Per la prima volta l'azienda sanitaria locale nel “Report ambiente e salute” mette per iscritto la necessità di decarbonizzare. Ben al di sopra delle medie italiane e meridionali è l’incidenza di neoplasie al polmone e alla vescica, potenzialmente correlabili più di altre ai fattori ambientali. Emiliano: "Ma Renzi non risponde alla nostra proposta di riconversione"
La sovraesposizione del Salento ai fumi industriali dell’Ilva di Taranto e della centrale Enel di Brindisi porta per la prima volta la Asl di Lecce a mettere per iscritto la necessità di non usare più carbone. È il cuore del primo “Report ambiente e salute” provinciale, fresco di stampa.
Troppe le morti e troppi i malati di tumore: nella sola provincia leccese, si viaggia al ritmo di 4.129 nuovi casi all’anno, 2.084 decessi e una probabilità di contrarre il cancro pari al 26,5 per cento. Ben al di sopra delle medie italiane e meridionali è l’incidenza di neoplasie al polmone e alla vescica, potenzialmente correlabili più di altre ai fattori ambientali.
Sono dati epidemiologici pesanti, certificati dal Registro tumori, numeri che costringono a chiedere un cambio di rotta. “Ma il premier Renzi da due mesi non risponde alla nostra proposta di convertire Ilva e Cerano a gas”, dice il presidente della Regione Puglia, Michele Emiliano.

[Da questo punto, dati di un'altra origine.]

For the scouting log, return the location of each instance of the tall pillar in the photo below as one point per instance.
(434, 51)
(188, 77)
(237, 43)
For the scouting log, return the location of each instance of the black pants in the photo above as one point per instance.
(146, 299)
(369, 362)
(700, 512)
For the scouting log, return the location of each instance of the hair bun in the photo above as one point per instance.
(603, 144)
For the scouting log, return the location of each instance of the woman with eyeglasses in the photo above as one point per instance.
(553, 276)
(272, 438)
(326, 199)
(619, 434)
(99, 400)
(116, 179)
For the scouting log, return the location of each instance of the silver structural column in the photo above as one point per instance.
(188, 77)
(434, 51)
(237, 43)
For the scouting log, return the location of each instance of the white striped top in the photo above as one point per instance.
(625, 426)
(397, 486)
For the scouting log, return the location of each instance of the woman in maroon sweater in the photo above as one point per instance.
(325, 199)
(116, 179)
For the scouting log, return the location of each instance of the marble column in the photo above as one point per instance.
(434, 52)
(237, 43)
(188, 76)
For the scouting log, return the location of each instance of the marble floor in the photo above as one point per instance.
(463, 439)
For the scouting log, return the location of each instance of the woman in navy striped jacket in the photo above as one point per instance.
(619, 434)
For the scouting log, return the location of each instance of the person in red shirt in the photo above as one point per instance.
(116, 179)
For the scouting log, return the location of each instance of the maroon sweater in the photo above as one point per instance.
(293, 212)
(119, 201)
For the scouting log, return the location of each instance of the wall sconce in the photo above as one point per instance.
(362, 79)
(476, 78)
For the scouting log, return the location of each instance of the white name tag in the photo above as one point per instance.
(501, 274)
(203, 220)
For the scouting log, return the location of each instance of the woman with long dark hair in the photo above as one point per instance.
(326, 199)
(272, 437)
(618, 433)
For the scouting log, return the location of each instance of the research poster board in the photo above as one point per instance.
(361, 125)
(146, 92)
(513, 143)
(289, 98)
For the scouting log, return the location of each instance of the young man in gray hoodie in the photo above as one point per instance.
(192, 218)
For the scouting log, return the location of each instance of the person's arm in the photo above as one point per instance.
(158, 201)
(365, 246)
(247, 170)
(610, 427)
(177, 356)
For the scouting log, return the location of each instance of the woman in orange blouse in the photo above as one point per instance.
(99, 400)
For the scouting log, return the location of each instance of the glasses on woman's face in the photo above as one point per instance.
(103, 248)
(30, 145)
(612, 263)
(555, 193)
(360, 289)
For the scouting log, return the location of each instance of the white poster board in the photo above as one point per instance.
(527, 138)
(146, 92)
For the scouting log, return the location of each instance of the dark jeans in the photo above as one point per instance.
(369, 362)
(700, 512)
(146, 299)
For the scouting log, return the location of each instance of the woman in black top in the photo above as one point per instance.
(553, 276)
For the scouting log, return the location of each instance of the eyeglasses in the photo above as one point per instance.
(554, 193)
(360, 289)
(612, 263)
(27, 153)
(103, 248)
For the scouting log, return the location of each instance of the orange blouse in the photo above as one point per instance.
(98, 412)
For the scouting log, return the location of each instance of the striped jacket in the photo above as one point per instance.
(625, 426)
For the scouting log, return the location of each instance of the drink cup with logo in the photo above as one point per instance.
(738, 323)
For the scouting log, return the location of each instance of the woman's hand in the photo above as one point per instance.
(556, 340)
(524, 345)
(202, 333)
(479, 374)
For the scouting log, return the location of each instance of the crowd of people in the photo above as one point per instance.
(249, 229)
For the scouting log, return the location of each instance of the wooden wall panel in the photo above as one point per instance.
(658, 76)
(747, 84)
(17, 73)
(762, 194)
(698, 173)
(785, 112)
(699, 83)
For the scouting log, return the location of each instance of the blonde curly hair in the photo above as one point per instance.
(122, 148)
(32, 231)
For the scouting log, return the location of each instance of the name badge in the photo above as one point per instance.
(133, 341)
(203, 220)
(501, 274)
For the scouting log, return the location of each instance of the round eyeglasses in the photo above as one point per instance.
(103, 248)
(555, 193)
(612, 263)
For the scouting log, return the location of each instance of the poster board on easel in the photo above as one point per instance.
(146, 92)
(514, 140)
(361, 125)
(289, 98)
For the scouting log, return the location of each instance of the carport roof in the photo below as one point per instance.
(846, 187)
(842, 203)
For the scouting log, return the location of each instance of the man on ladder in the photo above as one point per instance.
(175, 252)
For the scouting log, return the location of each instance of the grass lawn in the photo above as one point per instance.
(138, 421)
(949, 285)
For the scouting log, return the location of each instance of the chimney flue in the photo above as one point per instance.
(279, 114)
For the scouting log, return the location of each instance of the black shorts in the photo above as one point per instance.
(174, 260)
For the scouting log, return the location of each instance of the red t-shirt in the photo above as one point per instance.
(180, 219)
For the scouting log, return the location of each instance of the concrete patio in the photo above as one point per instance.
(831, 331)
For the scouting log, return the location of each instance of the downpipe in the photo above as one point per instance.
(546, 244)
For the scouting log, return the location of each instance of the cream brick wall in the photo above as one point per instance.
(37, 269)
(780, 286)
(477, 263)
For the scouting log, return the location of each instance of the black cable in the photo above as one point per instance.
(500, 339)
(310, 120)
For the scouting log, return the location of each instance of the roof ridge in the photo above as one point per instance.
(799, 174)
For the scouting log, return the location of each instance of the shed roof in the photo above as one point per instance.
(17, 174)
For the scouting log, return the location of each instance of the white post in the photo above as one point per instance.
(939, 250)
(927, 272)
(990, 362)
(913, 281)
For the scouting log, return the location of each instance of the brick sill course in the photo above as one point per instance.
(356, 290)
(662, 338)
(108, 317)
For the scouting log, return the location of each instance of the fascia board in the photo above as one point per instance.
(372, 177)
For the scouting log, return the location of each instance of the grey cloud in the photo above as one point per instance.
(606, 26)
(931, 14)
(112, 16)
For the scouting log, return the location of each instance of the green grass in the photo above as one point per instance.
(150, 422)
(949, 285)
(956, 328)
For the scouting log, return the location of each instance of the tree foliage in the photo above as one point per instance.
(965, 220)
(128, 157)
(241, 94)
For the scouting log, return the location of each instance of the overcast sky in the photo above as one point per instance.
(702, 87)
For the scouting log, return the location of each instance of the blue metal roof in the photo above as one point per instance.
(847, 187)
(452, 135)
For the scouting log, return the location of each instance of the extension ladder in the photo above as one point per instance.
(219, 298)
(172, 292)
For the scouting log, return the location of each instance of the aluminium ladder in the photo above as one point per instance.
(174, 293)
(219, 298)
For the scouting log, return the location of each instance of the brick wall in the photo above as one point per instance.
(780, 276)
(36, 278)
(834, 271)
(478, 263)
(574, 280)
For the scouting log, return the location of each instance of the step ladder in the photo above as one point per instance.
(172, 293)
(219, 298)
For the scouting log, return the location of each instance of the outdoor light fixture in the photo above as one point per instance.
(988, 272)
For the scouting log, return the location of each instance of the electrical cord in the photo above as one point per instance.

Poi ci sono gli altri macro e microinquinanti che ricadono sul territorio: le simulazioni di Arpa, contenute nel rapporto di Valutazione del danno sanitario dell’area industriale di Brindisi, dimostrano come, complici i venti dominanti da nord, soprattutto diossine e metalli pesanti sfondino – e di molto – la linea leccese. Si tratta di sostanze emesse non solo da Enel, ma anche da Enipower, Versalis, Basell, Sanofi, Sfir e Agusta (vedi gallery sopra).
A destare maggiore preoccupazione è il dato dell’arsenico: nel 2010, Arpa stimava 72,2 kg/anno prodotti nella centrale Federico II, una “incongruenza”, secondo la Asl, se si confrontano le produzioni di altre centrali termoelettriche a carbone italiane. Quella di Fusina, in Veneto, ne produrrebbe in media 354 kg/anno; quella toscana di Piombino 121; quella di Fiumesanto 147, mentre l’impianto del Sulcis 240. Per questo l’azienda sanitaria locale ha chiesto ad Arpa di rafforzare i monitoraggi su questo metallo dalla centrale di Cerano e dall’Ilva di Taranto.
Ammalarsi a norma di legge – I valori di quelle emissioni, pur essendo sotto la soglia di legge, sono comunque più elevati rispetto al tetto che l’Organizzazione mondiale della sanità ha fissato per evitare danni sanitari. Lo scarto è evidente: per l’Oms, il Pm10 non dovrebbe superare i 20 mg/m3 invece dei 40 previsti dalla normativa nazionale, mentre per il Pm2.5 non si dovrebbero sfondare i 10 mg/m3, mentre l’Italia ne prevede 25. È questo il nodo della questione: “Non basta il rispetto dei limiti ambientali, bisogna violare questo tabù e coniugare quei dati con quelli sanitari, per poter capire cosa sta accadendo”, rimarca Giorgio Assennato, direttore di Arpa Puglia.
Il rischio, infatti, è di ammalarsi e morire a norma di legge, a causa degli effetti cumulativi non calcolati degli inquinanti. Per questo si è chiesto di spingere sull’abbandono del carbone e di evitare di autorizzare altre industrie insalubri sul territorio. Quello leccese, infatti, è un caso nazionale, soprattutto per la rilevanza del tumore al polmone. L’Istituto superiore di sanità ha individuato un insieme di cinquanta comuni, nell’area centro-orientale della provincia, in cui i dati della mortalità negli uomini sono decisamente allarmanti: il 12 per cento in più rispetto alla media italiana.
Emiliano: “Decarbonizzare, ma Renzi tace”– Michele Emiliano, presidente della Regione Puglia, sa che quello giunto dalla struttura sanitaria è un assist non da poco per insistere sulla riconversione di siderurgico e Cerano. “Dobbiamo inserire dentro la decisione politica l’approccio scientifico. La proposta di decarbonizzazione, già presentata a Parigi alla Conferenza mondiale sul clima – dice – parte dal presupposto che in Italia arriveranno enormi quantitativi di gas. Se si riuscisse a negoziare compensazioni ambientali anche sul prezzo del gas (che è la chiave del ragionamento), e considerando in modo razionale le esigenze della produzione, l’operazione sarebbe anche economicamente fattibile. Pretendiamo una risposta dal governo sulla nostra proposta. La chiedo da due mesi”.